At every click, the XNOR (Exclusive NOR) logic gate makes a decision based on what it receives from the taps. If the gate receives an even number of ones (including all zeroes), it sends a one to B1. If the number of ones is odd, it sends a zero to B1. In its default state, B1 – B31 will be a band of green.
Every decision the Muse makes lurches forward, sometimes syncing up as the same conditions persist, and then suddenly shifting when the inputs change. B1 – B31 is what is known as a Linear Shift Register, an ever-evolving bucket brigade of bits, where a new zero or one is handed to the top, while the bottom bit falls out.

The 31-bit B register creates an almost unending variety of variations and patterns. (Source: Donald Tillman’s JavaScript based Triadex Muse emulator)
The Triadex Muse is a dead-end in the history of electronic music. While one could daisy chain it to other Muses, it used a proprietary I/O. There are no control voltages you could patch into modular synthesizers. And MIDI was a decade away. Its entire ecosystem was The Triadex Muse itself, an external speaker, and if the march of blue and green squares wasn’t enough visual stimulation, you could also buy a light unit with Gaussian-like blurs of psychedelic colors flowing with the beat.
Like DNA from extinct species whose fragments persist in modern organisms, the Muse’s influence lives on in algorithmic composition.

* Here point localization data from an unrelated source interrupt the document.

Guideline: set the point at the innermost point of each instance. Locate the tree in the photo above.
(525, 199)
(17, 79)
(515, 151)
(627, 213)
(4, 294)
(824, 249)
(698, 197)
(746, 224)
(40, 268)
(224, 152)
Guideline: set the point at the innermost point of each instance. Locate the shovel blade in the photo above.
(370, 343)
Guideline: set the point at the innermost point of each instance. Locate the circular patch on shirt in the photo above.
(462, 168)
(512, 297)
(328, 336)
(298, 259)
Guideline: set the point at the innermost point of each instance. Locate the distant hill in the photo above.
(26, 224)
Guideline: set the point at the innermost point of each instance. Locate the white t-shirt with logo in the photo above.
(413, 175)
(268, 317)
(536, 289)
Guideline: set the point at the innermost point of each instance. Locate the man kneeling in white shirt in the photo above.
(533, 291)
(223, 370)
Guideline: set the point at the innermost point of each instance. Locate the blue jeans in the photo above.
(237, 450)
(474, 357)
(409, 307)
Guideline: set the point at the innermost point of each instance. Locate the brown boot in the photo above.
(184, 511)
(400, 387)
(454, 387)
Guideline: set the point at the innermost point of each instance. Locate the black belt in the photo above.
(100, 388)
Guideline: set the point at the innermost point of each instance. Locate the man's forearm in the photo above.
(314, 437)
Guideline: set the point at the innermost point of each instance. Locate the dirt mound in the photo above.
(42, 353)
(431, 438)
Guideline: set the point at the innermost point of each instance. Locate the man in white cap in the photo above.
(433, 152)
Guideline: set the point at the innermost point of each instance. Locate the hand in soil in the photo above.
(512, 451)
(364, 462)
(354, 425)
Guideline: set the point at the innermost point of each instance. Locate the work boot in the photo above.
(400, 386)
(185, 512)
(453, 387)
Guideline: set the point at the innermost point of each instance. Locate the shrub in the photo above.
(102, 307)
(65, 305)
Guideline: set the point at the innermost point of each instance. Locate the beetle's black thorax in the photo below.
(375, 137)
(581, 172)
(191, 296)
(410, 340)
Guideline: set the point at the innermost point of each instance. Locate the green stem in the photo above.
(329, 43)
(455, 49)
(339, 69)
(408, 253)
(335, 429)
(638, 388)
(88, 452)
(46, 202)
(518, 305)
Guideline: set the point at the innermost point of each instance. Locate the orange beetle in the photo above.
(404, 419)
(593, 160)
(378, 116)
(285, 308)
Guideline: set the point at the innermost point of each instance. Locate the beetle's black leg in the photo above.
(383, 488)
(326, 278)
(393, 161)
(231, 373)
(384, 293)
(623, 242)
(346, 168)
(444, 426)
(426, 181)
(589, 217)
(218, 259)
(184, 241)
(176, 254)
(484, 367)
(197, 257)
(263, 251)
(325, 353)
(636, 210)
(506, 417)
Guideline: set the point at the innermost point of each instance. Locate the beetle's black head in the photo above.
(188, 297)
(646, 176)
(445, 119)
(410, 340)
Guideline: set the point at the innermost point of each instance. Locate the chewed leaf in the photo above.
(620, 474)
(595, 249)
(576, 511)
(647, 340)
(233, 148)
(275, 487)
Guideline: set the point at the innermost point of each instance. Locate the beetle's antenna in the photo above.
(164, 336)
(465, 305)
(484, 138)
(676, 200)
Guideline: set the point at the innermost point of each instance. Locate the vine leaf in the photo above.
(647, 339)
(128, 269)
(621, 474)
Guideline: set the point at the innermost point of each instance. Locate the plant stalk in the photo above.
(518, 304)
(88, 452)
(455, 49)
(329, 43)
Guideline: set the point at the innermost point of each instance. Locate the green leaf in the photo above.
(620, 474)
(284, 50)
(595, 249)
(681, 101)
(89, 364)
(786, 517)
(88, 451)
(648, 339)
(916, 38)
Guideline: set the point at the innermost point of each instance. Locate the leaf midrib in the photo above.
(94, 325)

In a 2001 interview, Sean Booth of Autechre, pioneers of generative electronic music said about their process that, “There’s absolutely nothing random about what we do. There might be a lot of number crunching going on, but there’s nothing random in there.”
This is exactly what the Muse was doing in 1972.
Marvin Minsky, the co-creator of the Muse, said in his 1981 paper “Music, Mind, and Meaning” that the challenge of composing music is that, “Whatever the intent, control is required or novelty will turn to nonsense.” This philosophy is hardwired into the Muse.
The melodies of the Muse could sound familiar. Or even strange. But its output still sounds like music, with underlying rules and logic that our brains detect as patterns, even though the Muse makes it almost impossible to predict what it will play next.